In this blog I want to discuss editing, why it is so important, and when to do it. I also want to draw upon some of my early experiences with professional editors and communication in the business world.
A simple definition of editing from Google is as follows:
Editing is a stage of the writing process in which a writer or editor strives to improve a draft ( and sometimes prepare it for publication) by correcting errors and by making words and sentences clearer, more precise, and more effective.
I think all writers will agree that the quality of a publication depends in part on the effectiveness of the editing process. There is nothing more infuriating than finding errors in a published work, or having a review that disparages your work because of errors. Patricia Fuller explains the importance of editing in an interesting way as follows:
Writing without revising is the literary equivalent of waltzing out of the house in your underwear.
So if we are all agreed about the importance of editing, who should do it? The first stage of the editing process should always be done by the writer before submission to an editor. The second stage of editing should ideally be done by an editor, subject to a final review and edit by the writer.
CJ Webb explains the intensity of the writer’s process as follows:
Edit your manuscript until your fingers bleed and you have memorized every last word. Then when you are certain you are on the verge of insanity… edit one more time.
If a writer cannot use and editor, then he/she should leave the material for a significant period of time (months) before attempting to edit the material, and approach his/her review as if he/she were reviewing someone else’s work. The time gap will help to enforce an element of objectivity over your work. However, if you wish to publish your work I would always recommend the use an editor.
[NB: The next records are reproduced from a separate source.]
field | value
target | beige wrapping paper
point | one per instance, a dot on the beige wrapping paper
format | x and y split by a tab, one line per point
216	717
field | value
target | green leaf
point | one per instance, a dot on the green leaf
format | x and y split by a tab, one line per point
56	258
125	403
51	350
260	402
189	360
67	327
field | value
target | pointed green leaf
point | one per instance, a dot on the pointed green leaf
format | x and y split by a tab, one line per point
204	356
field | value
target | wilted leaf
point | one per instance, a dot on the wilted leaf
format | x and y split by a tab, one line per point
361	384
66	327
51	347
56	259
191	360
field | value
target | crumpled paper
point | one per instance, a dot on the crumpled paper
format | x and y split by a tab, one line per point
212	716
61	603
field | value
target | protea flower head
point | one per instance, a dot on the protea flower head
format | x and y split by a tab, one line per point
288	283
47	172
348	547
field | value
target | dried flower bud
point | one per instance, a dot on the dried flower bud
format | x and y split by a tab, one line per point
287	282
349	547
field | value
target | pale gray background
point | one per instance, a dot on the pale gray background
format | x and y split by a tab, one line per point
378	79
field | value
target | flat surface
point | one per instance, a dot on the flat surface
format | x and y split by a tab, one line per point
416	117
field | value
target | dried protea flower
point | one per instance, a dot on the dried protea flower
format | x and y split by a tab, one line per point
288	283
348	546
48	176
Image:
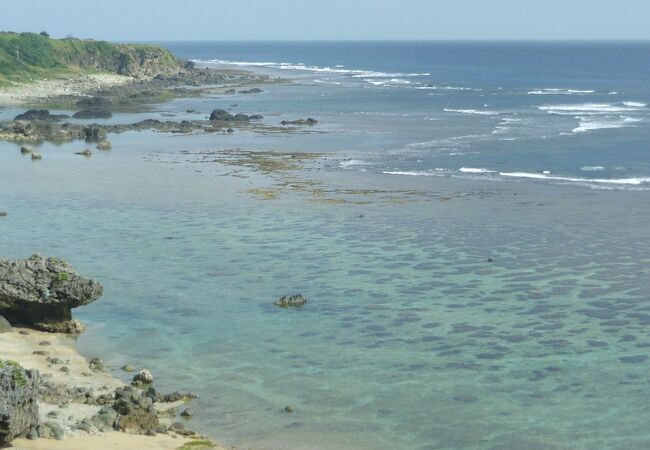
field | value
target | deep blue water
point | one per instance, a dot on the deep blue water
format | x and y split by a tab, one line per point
565	112
487	312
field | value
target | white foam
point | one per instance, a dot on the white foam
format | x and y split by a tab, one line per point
474	170
472	111
554	91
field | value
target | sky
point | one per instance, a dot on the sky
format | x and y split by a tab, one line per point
147	20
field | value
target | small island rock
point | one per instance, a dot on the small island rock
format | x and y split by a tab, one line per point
18	407
291	301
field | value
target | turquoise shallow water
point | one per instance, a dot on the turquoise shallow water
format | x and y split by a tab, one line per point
411	339
447	309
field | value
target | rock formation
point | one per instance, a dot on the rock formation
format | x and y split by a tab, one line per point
40	292
291	301
18	407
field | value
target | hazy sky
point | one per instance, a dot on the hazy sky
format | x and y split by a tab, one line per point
330	19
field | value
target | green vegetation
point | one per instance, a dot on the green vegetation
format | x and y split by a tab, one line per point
17	373
197	445
31	56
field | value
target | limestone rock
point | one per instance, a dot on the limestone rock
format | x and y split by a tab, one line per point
18	407
40	292
142	377
39	114
291	301
221	116
251	91
241	118
93	114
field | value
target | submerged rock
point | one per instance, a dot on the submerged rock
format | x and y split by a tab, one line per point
136	412
39	114
93	114
221	115
291	301
40	292
5	326
18	407
307	121
241	118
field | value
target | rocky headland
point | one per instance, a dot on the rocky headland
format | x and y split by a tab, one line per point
50	393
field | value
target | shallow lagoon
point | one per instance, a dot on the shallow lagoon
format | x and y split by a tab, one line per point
411	339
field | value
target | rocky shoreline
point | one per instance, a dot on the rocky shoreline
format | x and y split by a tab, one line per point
49	392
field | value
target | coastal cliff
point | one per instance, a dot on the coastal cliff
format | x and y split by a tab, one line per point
31	56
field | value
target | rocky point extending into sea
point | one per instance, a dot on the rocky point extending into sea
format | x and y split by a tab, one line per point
50	392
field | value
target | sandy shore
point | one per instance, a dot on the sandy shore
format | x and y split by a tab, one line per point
78	85
21	344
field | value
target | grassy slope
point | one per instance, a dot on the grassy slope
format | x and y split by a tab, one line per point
42	57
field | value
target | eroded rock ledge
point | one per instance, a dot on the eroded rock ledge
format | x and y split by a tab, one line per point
40	293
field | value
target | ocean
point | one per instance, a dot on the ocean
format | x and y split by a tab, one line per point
475	260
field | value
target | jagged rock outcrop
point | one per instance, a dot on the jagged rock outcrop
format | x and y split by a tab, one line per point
291	301
18	407
40	292
39	114
307	121
136	412
221	115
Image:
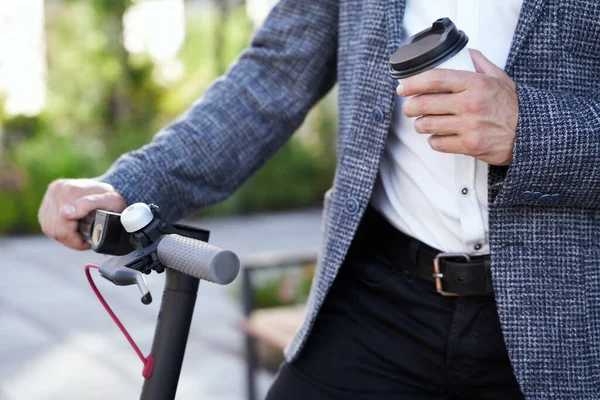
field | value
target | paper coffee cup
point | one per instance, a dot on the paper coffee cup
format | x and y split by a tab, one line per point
440	46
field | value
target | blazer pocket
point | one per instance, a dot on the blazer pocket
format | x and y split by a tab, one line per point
592	290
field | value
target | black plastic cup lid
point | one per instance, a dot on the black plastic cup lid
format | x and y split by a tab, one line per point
428	49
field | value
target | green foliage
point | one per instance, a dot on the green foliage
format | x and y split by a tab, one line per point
103	102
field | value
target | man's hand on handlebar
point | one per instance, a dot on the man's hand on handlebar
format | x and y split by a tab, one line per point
69	200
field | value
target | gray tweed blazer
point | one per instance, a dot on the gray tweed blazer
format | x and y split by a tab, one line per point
544	208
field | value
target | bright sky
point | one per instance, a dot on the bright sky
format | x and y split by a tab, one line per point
156	27
22	61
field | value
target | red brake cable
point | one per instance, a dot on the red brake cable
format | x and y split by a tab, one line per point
147	361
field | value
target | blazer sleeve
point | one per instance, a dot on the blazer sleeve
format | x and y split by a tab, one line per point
556	158
242	119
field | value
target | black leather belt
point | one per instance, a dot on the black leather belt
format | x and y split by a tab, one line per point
452	274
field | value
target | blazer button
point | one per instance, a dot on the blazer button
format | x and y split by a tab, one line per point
351	206
378	115
546	199
527	196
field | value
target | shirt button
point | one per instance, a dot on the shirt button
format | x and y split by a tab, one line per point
378	115
351	206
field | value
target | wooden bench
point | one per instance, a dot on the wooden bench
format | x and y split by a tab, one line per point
273	326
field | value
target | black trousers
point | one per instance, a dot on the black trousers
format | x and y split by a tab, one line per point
382	334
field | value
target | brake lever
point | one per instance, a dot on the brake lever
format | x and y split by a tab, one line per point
118	269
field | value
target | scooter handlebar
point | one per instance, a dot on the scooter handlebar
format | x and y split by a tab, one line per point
198	259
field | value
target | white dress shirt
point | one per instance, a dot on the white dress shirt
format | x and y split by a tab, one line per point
438	198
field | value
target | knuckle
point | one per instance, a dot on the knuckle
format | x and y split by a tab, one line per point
475	105
436	145
423	125
56	186
437	77
475	145
407	105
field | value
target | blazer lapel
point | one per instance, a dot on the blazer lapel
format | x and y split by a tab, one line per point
395	15
529	13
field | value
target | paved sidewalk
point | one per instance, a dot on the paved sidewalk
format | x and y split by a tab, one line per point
57	342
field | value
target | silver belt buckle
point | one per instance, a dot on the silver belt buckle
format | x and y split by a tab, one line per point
437	275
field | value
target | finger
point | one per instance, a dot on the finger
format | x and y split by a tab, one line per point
485	66
430	104
435	80
438	124
81	207
446	144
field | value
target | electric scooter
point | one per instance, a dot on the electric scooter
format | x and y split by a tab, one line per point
143	241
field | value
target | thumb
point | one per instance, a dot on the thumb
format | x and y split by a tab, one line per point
80	208
485	66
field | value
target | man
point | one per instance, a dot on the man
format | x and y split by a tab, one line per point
377	328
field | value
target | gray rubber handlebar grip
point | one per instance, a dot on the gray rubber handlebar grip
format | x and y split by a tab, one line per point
198	259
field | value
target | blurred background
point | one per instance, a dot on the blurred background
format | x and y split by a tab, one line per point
82	82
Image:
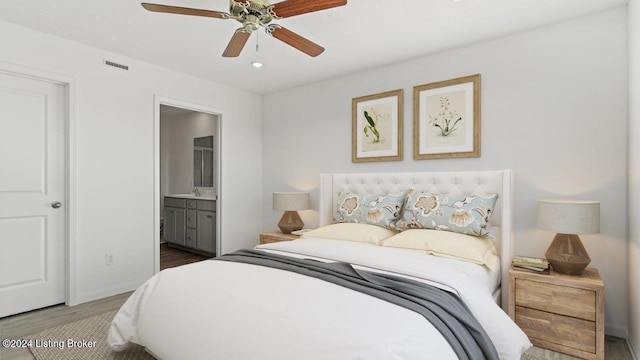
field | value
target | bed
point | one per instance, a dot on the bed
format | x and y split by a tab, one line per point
236	307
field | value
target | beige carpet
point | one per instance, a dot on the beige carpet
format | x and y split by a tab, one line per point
88	339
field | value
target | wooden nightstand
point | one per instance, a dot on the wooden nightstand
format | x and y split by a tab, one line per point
563	313
275	236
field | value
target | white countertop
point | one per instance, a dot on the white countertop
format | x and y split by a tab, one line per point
192	196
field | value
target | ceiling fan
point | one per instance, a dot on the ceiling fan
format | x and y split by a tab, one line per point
255	13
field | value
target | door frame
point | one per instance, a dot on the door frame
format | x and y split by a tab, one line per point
70	240
161	100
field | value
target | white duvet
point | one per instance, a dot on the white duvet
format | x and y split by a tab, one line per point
232	311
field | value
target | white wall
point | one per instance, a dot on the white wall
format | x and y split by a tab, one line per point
114	127
554	109
178	149
634	176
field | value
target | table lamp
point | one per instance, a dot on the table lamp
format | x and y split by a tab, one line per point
568	218
290	203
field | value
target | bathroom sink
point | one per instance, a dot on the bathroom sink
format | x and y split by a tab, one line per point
192	195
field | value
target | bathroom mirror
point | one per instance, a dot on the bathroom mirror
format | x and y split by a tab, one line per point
203	161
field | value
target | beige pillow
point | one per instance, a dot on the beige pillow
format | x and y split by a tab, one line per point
479	250
352	232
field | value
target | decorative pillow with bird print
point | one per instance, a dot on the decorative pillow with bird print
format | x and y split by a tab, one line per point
380	210
467	215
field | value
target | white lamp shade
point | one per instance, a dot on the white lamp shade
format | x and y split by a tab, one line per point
288	201
569	216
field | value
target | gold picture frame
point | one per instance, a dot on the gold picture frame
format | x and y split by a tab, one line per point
376	127
446	119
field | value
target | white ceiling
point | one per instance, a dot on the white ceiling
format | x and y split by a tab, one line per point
361	35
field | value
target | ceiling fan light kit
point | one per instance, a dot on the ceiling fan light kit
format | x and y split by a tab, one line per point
253	14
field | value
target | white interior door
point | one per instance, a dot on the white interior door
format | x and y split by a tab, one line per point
32	194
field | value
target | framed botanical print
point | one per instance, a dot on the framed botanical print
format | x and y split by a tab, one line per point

So how should the writer prepare his draft for the editor? Should he wait to complete the first draft before starting to edit, or edit as he/she goes along?
This is one of those areas where writers will have differing views in much the same way as they differ in their attitudes to detailed planning.
There are writers that write a scene, and then edit the same scene the following day before starting a new scene. And at the opposite extreme, there are writers that refuse to edit until the first draft is complete. For example, Natalie Goldberg in Writing Down the Bones says:
Don’t cross out. (That is editing as you write. Even if you write something you didn’t mean to write, leave it.) Don’t worry about spelling, punctuation, grammar. (Don’t even care about staying in the margins and lines on the page.) Lose control. Don’t think. Don’t get logical. Go for the jugular. (If something comes up in your writing that is scary or naked, drive right into it. It probably has lots of energy.)
This is what I would describe as ‘free’ writing. I have tried it in ten minute bursts, and it can be wonderful for developing a scene. But while you might find some gems in the material you will also generate a lot of garbage. I couldn’t bear to endure this approach for a 70-90,000 word first draft. I guess like many writers I am a bit of a perfectionist and leaving something wrong would continue to irritate me until I corrected it. But I can see the merits of Goldberg’s idea of getting the story down in writing as quickly as possible, and not being paralysed by perfectionism. If you’re like me, there is a happy medium somewhere between these extremes.
As W. Somerset Maugham once famously said:
There are three rules of writing a novel. Unfortunately no one knows what they are.
The point I am making is that writers write and revise in many different ways. You need to find out what works for you. The one point writers do agree on is that revision is a vital part of the process.
My first experience of external editors was in the 1980s. In those days I was the editor of a technical newsletter for a global firm of accountants. I was also the author of four technical books published by Euromoney, Tolleys and Farringdon Press. I won’t bore you with the details of the publications. But they were subject to detailed technical review by a large number of technical experts, an internal communications expert and an editor from the publishing industry.
I learnt a very important lesson: there is nothing more permanent that the published word. It follows that any technical publication has to be correct. The more technical eyes that review the material, the better. But technical eyes are not enough. It also has to be clear and concise, and this is where an editor or communications consultant can add value, even if they are unfamiliar with the technical nature of the material.
My first experience of a consultants review was a painful experience. He congratulated me on the excellent quality of my draft, but returned it to me covered in red ink. Any writer that has received his/her manuscript from an editor like this will understand the emotions that this can create. I thought I could write — and all this red ink! But as writers we can learn an enormous amount from this process.
One of the first lessons I learnt was the need to write where possible in the active voice. You have probably heard the same advice. For example, if you say “I slashed my sword across his throat…” It sounds much more effective and in character’s point of view. Whereas “the villains throat was slashed…” sounds like we are in the author’s head, not the main character’s head.
But there is another reason for using the active voice. It is so much clearer about who is doing what to whom. For example, if I write “It is recommended that…” It is unclear who is recommending the action. It is far more clear to say “The Government recommends that…”
Many of the lessons I learnt when writing business publication about the importance of consistency, clarity and brevity helped in the transformation from business writer to fiction writer. But there is a world of difference between technical writing and creative writing. In the coming blogs I want to deal with how editing fiction is different from other writing, the grammar rules you can break to write creatively, and some of the editing tools that helped me.